Sink ConnectorΒΆ

A Connector application (or Data Reading Service) is a service which reads data from at least one topic in Apache Kafka and writes to a target system

In this page you will learn how to create a Connector that saves data to a plain text file.

A Connector (Sink) is a an application for reading data from Kafka, which underneath creates and uses a Kafka consumer client code. This page will use a File Sink Connector to get the desired data and save it to an external file.

The output will contain all the lines of the log file that are longer than 1000 characters, including spaces.

The final implementation of the Sink Connector will be as follows:

connector.class=org.apache.kafka.connect.file.FileStreamSinkConnector
errors.retry.timeout=0
errors.log.include.messages=false
tasks.max=1
topics=topic_to_be_exported
errors.retry.delay.max.ms=60000
errors.deadletterqueue.context.headers.enable=false
file=/tmp/long_entries.log
name=sink-file
errors.tolerance=none
errors.deadletterqueue.topic.replication.factor=3
value.converter=org.apache.kafka.connect.storage.StringConverter
config.action.reload=RESTART
errors.log.enable=false
key.converter=org.apache.kafka.connect.storage.StringConverter

Many things are happening here.

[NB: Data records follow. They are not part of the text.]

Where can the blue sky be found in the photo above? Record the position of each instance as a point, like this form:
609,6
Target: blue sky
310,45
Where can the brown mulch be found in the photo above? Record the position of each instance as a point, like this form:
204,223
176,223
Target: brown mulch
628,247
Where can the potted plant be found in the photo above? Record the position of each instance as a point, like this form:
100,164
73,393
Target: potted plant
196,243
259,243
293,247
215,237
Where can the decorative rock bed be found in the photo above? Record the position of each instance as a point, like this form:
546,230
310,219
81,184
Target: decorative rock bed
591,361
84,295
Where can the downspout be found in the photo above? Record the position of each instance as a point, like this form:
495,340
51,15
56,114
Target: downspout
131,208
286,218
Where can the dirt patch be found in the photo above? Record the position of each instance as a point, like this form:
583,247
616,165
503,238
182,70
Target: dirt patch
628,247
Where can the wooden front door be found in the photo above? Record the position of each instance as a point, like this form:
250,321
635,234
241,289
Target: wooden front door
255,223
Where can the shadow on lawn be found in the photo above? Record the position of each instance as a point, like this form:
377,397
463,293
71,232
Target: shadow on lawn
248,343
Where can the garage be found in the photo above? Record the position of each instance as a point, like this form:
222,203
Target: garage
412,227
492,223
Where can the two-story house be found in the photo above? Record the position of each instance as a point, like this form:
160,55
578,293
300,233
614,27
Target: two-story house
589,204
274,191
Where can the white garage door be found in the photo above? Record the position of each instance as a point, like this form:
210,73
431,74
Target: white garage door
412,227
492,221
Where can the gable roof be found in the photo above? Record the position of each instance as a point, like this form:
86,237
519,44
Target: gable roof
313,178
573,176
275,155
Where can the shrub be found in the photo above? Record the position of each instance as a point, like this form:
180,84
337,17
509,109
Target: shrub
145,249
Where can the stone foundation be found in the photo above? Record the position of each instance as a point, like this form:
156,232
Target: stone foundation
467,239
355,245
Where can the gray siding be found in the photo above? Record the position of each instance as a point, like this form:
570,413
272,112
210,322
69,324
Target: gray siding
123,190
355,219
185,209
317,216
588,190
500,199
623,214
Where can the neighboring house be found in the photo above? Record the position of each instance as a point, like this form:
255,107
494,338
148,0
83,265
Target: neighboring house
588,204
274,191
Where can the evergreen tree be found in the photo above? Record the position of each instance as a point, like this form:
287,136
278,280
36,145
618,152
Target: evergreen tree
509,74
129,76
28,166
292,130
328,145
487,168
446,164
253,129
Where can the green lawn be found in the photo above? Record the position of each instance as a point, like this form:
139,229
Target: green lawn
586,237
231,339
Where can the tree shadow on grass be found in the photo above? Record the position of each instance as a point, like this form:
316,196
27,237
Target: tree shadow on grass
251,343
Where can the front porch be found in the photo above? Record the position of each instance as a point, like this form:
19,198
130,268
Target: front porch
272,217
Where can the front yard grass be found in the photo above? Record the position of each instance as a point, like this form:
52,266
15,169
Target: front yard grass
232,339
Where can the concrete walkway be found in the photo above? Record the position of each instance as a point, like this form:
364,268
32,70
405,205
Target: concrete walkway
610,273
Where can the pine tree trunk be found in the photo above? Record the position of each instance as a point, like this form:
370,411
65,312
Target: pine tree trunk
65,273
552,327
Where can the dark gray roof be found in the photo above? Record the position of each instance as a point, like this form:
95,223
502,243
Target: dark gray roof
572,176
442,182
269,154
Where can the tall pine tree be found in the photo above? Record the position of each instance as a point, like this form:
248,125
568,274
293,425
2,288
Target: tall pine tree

First, we define that the output will be written to the value of file, which is this case is /tmp/test_converter_string. Second, we define that the key and the value of the input from Kafka are both strings, which means that you will need a string converter for both of them, which in this case is org.apache.kafka.connect.storage.StringConverter.

You can find more information about the use of org.apache.kafka.connect.storage.StringConverter here.

Last, we need to define the Kafka topic that will be used as input using topics. Please notice that topics can accept multiple values.

Is goes without saying that the selected Kafka topic or topics must already exist. For this particular example the selected Kafka topic was generated using the following Lenses SQL query:

SET autocreate=true;

INSERT into topic_to_be_exported
SELECT the_text AS my_message
FROM log_files_as_json
WHERE LENGTH(the_text) > 1000;

The aforementioned query filters the message text based on its length. You can modify it to fit your needs.